FYI, I also noticed another error and fixed this by running /usr/local/bin/k3s kubectl create secret generic -n metallb-system memberlist --from-literal=secretkey="$(openssl rand -base64 128)" - without this, there were metallb errors in the logs.

bsodmike commented 1 year ago

If they do not match, create one master / server node and add additional servers outside of this playbook

Removing the 2nd/3rd master and trying this now. This passed the initial failure point

TASK [k3s/master : Verify that all nodes actually joined (check k3s-init.service if this fails)] ***
FAILED - RETRYING: [10.0.3.79]: Verify that all nodes actually joined (check k3s-init.service if this fails) (20 retries left).
ok: [10.0.3.79]

However it is now failing at

TASK [k3s/node : Copy K3s service file] **************************************************
changed: [10.0.3.83]
changed: [10.0.3.82]

TASK [k3s/node : Enable and check K3s service] *******************************************

I find it strange that it is trying to fetch the CA cert (which doesn't exist anyway, as far as I'm aware), from the localhost address - ideas?

Feb 17 11:27:25 k3s-4.debian11.homelab.com k3s[29019]: time="2023-02-17T11:27:25+05:30" level=error msg="failed to get CA certs: Get \"https://127.0.0.1:6444/cacerts\": context deadline exceeded (Client.Timeout exceeded while awaiting headers)"
Feb 17 11:27:27 k3s-4.debian11.homelab.com systemd[1]: Configuration file /etc/systemd/system/k3s-node.service is marked executable. Please remove executable permission bits.

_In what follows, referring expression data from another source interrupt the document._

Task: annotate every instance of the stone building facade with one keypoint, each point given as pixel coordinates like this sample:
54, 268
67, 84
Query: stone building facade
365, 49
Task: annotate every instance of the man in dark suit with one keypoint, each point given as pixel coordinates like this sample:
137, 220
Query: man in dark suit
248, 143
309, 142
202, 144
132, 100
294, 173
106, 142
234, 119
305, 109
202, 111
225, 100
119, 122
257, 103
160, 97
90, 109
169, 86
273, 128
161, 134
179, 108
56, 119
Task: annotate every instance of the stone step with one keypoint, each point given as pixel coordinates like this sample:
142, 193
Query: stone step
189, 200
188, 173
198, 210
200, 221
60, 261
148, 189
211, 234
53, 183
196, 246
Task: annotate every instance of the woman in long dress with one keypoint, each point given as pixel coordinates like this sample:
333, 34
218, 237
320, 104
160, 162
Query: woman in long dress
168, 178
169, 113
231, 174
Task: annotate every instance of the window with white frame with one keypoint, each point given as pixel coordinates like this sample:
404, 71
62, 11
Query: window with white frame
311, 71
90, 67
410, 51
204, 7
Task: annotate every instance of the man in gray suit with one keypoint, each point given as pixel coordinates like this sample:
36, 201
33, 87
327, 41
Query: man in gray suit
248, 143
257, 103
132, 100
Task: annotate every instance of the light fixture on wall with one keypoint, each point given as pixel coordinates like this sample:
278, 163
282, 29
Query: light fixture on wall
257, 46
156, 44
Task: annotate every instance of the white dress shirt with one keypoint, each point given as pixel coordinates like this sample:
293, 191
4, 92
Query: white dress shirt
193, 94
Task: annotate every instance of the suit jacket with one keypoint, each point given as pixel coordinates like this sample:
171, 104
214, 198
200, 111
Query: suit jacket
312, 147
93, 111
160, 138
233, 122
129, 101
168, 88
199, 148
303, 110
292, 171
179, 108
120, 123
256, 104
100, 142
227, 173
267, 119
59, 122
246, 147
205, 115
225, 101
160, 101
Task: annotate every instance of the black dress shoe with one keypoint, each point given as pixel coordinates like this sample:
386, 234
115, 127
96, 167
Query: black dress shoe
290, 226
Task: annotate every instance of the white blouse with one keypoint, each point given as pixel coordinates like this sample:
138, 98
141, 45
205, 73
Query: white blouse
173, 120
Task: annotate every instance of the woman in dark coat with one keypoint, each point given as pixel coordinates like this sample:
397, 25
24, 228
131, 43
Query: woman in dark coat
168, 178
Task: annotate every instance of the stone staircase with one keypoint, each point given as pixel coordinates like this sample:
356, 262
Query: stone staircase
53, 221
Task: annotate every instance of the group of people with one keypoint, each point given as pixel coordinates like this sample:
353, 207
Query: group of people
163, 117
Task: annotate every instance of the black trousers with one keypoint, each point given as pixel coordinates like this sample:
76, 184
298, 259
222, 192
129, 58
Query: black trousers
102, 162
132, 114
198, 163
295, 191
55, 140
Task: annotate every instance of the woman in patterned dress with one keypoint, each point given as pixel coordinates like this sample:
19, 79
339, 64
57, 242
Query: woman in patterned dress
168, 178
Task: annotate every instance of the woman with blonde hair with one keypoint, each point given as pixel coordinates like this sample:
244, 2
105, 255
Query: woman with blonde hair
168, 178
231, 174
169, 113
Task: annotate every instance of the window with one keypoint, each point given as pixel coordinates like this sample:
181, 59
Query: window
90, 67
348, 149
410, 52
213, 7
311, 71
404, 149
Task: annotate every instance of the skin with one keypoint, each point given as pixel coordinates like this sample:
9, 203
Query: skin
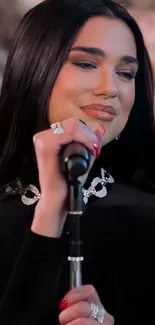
107, 79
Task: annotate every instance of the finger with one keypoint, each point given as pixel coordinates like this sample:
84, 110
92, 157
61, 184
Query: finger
83, 293
87, 321
80, 309
83, 321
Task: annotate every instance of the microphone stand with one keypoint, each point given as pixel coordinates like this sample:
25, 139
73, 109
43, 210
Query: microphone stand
75, 255
76, 159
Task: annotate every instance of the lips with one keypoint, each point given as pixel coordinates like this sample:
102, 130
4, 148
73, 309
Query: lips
98, 111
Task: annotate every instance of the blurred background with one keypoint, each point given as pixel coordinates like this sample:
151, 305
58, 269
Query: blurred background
11, 12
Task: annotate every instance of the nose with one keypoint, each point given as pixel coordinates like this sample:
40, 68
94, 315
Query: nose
106, 84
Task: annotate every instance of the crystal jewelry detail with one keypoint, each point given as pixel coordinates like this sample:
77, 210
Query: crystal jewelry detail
27, 200
16, 187
57, 128
105, 178
97, 313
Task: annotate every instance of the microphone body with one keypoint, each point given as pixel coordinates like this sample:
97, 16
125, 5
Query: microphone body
75, 158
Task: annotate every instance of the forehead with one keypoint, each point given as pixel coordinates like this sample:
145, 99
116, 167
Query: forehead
110, 34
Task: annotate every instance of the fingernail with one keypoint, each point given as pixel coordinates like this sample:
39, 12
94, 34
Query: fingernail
63, 304
96, 150
82, 122
101, 129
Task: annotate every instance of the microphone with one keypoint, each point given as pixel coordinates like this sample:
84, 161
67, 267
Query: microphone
75, 158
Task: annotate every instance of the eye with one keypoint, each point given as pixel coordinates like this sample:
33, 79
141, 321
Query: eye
85, 65
126, 75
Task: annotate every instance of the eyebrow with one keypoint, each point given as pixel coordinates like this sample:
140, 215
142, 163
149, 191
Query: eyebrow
96, 51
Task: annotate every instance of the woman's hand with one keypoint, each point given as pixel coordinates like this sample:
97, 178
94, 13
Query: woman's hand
76, 308
50, 211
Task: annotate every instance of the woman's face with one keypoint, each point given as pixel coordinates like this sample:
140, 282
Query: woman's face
97, 81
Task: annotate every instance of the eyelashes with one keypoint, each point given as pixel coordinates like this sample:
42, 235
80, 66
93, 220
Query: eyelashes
85, 65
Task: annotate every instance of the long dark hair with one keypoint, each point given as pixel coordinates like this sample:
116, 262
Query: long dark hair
39, 49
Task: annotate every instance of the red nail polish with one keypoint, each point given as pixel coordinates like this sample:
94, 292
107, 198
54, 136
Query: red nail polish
96, 150
101, 129
63, 304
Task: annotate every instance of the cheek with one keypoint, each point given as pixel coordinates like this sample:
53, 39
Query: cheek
128, 98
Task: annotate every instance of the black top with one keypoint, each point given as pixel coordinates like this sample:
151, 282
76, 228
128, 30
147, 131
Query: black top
118, 234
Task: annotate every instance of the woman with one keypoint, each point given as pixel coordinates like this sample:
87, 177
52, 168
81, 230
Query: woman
67, 64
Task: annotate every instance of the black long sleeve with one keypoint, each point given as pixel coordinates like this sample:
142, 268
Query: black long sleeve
30, 270
118, 235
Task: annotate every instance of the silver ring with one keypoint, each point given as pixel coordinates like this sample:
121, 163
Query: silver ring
97, 313
57, 128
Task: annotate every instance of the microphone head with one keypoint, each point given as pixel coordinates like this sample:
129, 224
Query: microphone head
76, 159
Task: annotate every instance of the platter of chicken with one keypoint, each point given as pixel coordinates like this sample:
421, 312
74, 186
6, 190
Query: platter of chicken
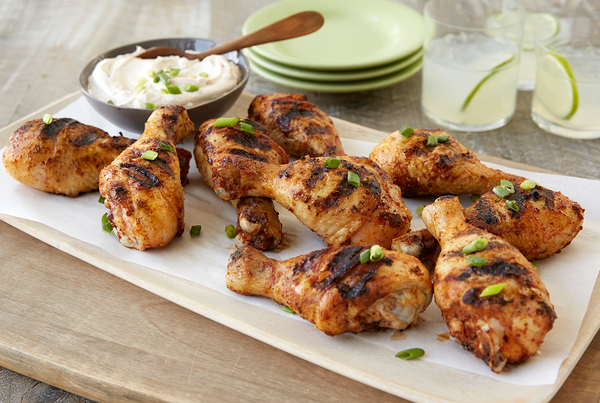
366, 242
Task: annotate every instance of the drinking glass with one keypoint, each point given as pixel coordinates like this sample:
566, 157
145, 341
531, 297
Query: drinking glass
566, 100
471, 62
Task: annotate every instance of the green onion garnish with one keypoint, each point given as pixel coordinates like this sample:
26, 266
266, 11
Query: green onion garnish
230, 231
492, 290
411, 353
476, 261
528, 184
406, 131
475, 246
246, 127
190, 88
223, 122
150, 155
106, 225
376, 253
166, 146
288, 310
195, 230
365, 256
512, 205
173, 89
332, 162
353, 178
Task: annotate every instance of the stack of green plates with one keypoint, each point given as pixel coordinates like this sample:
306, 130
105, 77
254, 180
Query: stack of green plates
363, 45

Proceeding anyway.
Feb 17 11:27:47 k3s-4.debian11.homelab.com k3s[29019]: time="2023-02-17T11:27:47+05:30" level=error msg="failed to get CA certs: Get \"https://127.0.0.1:6444/cacerts\": context deadline exceeded (Client.Timeout exceeded while awaiting headers)"
Feb 17 11:28:09 k3s-4.debian11.homelab.com k3s[29019]: time="2023-02-17T11:28:09+05:30" level=error msg="failed to get CA certs: Get \"https://127.0.0.1:6444/cacerts\": context deadline exceeded (Client.Timeout exceeded while awaiting headers)"
bornav commented 1 year ago

In my case had the same fail point, steps that helped me: make sure each host has a unique hostname, make sure that hosts do not have any firewall rules blocking traffic(on all ports)

bsodmike commented 1 year ago

Thanks @BornaV let me double check on the local firewall.